Marlene Roush: Data science educator
As the rare person trained in mathematics, Roush teaches on campus and in the company conference room.
In addition to being a cyber data scientist at Leidos (one half of the recently split SAIC), Marlene Roush also teaches math at the Community College of Baltimore County. She started working there during graduate school and said she enjoys showing students who aren't in the math field how they can use it in their careers.
Roush said she also finds herself playing teacher outside the lecture halls when she is developing and optimizing analytics for Leidos.

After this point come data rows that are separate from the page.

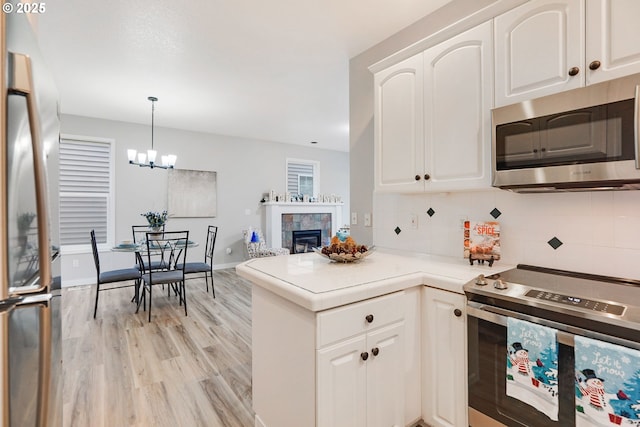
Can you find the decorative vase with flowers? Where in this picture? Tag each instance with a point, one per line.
(156, 220)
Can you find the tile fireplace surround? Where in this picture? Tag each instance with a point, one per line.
(275, 210)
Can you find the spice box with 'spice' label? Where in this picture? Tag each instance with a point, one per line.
(482, 240)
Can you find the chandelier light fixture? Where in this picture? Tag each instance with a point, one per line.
(149, 159)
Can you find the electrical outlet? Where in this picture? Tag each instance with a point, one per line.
(367, 220)
(462, 220)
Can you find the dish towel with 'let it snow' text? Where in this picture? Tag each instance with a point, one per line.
(532, 365)
(607, 384)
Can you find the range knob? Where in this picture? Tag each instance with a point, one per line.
(500, 284)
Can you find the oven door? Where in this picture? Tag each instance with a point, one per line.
(489, 404)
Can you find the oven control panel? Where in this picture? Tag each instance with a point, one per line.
(587, 304)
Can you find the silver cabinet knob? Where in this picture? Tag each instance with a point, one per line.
(500, 284)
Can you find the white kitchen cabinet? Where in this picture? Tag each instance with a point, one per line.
(612, 38)
(548, 46)
(398, 127)
(308, 368)
(458, 88)
(444, 385)
(432, 122)
(361, 380)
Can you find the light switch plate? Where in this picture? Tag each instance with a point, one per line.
(413, 220)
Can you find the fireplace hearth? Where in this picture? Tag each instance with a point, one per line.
(305, 240)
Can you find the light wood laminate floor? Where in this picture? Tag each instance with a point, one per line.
(195, 370)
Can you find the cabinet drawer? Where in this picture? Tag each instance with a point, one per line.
(353, 319)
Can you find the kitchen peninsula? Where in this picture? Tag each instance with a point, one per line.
(349, 344)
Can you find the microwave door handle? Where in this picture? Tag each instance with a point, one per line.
(636, 126)
(21, 83)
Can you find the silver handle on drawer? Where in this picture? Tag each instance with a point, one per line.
(636, 126)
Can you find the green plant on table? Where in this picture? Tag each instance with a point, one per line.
(155, 219)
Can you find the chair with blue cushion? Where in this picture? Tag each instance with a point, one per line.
(205, 267)
(111, 276)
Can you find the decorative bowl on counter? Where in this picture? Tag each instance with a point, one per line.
(345, 257)
(344, 251)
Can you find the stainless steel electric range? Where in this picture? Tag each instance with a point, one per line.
(602, 308)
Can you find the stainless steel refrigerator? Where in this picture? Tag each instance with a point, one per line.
(30, 323)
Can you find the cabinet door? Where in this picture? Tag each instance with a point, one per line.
(612, 38)
(536, 46)
(342, 381)
(458, 99)
(385, 377)
(444, 345)
(398, 127)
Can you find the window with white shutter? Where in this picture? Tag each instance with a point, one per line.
(303, 177)
(86, 182)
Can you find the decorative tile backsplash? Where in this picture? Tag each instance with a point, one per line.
(592, 232)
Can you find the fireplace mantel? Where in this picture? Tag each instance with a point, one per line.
(275, 210)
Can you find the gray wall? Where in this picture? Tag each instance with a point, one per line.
(245, 169)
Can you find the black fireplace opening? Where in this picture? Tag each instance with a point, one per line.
(305, 240)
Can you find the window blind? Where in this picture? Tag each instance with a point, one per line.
(85, 190)
(294, 171)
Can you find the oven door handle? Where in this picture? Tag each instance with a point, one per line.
(565, 333)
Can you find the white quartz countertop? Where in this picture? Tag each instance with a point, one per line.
(316, 283)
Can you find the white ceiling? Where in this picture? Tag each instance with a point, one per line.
(273, 70)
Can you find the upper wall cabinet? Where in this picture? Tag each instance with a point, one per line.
(539, 50)
(432, 122)
(612, 32)
(398, 127)
(549, 46)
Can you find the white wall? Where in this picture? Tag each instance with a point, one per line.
(245, 169)
(600, 231)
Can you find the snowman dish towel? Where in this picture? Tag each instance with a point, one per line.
(532, 365)
(607, 384)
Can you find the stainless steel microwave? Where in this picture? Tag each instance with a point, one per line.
(582, 139)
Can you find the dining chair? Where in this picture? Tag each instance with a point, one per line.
(171, 249)
(112, 276)
(139, 237)
(205, 267)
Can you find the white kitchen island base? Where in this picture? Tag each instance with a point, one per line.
(340, 345)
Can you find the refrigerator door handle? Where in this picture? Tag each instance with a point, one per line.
(21, 83)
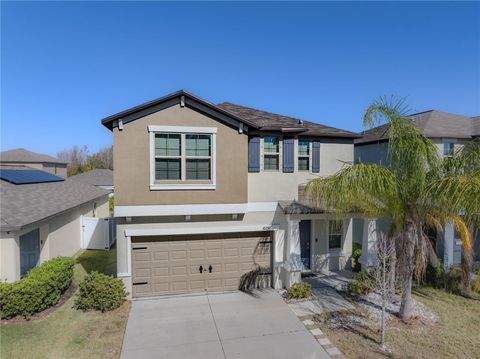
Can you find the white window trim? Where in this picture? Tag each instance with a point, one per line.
(279, 153)
(309, 156)
(188, 185)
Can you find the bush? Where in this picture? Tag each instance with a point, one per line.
(101, 292)
(40, 289)
(357, 252)
(450, 280)
(453, 281)
(435, 275)
(361, 284)
(300, 290)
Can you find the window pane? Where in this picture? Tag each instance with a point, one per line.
(167, 169)
(448, 149)
(335, 230)
(270, 162)
(303, 147)
(198, 145)
(270, 144)
(198, 169)
(167, 144)
(303, 164)
(335, 241)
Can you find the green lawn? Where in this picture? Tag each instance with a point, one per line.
(457, 335)
(67, 332)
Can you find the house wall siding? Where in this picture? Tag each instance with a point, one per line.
(59, 236)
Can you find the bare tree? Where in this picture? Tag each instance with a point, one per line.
(79, 159)
(76, 157)
(382, 275)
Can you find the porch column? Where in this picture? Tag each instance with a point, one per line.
(369, 243)
(449, 242)
(293, 261)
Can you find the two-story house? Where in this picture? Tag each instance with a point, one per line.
(448, 132)
(207, 196)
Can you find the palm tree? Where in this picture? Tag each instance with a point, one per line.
(401, 191)
(459, 188)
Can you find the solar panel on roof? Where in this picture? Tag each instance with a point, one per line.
(16, 176)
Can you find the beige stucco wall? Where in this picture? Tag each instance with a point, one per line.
(268, 186)
(131, 154)
(59, 236)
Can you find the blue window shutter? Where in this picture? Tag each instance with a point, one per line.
(288, 155)
(316, 157)
(254, 154)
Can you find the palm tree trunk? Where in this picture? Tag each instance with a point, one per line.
(392, 269)
(408, 265)
(467, 263)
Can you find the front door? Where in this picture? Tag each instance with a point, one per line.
(29, 251)
(305, 227)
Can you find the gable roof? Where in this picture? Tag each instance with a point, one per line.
(181, 97)
(95, 177)
(432, 124)
(268, 121)
(256, 119)
(21, 155)
(30, 203)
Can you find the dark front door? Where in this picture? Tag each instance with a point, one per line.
(29, 251)
(305, 228)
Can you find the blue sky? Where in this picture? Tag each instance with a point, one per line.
(66, 65)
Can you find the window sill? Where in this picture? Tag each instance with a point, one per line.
(182, 186)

"Most of the projects that I've worked on, it'll be just one math or statistics person and so you end up teaching other people or reminding them" of a class they took a long time ago, she said. "But they don't necessarily remember all of the details and the nuances you have to be careful with when you're dealing with mixed datasets."

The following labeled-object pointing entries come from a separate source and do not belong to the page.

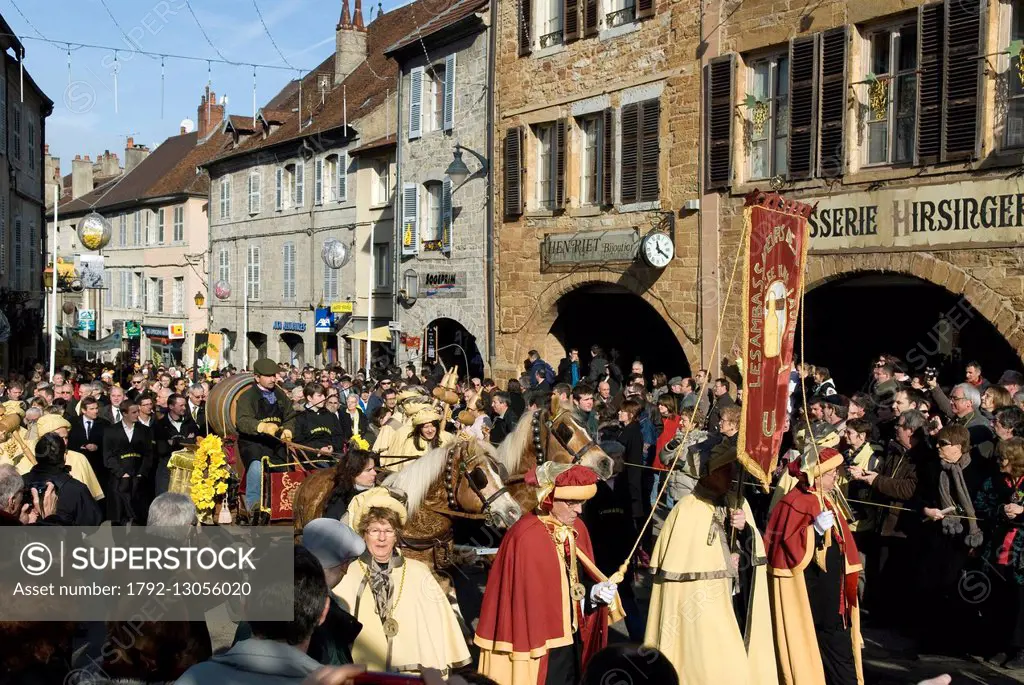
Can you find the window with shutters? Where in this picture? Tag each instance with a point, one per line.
(549, 23)
(179, 224)
(289, 271)
(430, 228)
(639, 153)
(178, 296)
(591, 163)
(224, 265)
(547, 159)
(255, 191)
(620, 12)
(160, 226)
(768, 116)
(225, 198)
(253, 272)
(892, 93)
(1013, 129)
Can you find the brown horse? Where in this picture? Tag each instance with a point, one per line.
(548, 436)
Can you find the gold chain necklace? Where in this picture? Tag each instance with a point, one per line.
(389, 625)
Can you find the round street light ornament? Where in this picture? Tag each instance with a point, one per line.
(221, 290)
(94, 231)
(335, 254)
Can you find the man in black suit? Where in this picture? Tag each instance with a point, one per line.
(197, 408)
(505, 419)
(128, 457)
(86, 436)
(170, 433)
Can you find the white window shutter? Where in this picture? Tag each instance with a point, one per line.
(410, 219)
(318, 181)
(416, 102)
(343, 177)
(446, 216)
(449, 92)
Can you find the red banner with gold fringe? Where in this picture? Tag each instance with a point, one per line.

Roush, however, does remember and understand those details. She studied applied mathematics at both the undergraduate and graduate levels, and now uses numbers to counter cyberattacks in the intelligence and financial communities.
"It's really using a lot of the knowledge that I have about how to manipulate data and really searching data to find the interesting nuggets," she said.
Those nuggets allow Roush to build a plan of action to combat cyber enemies.
"The methodology really takes the military planning process for operations planning and translates it into the cyber world," she said. "So in traditional operations planning, most of it is done around a map or around physical objects, and in cyberspace, you don't necessarily have all those physical objects or a terrain map as the background for the planning. So we developed a methodology for how you do that in cyberspace."
Note: This article was updated on Oct. 31 to clarify Roush's employer. While Roush was nominated for her work at the SAIC before that firm's Sept. 27 split into two companies, she is part of the half that became Leidos.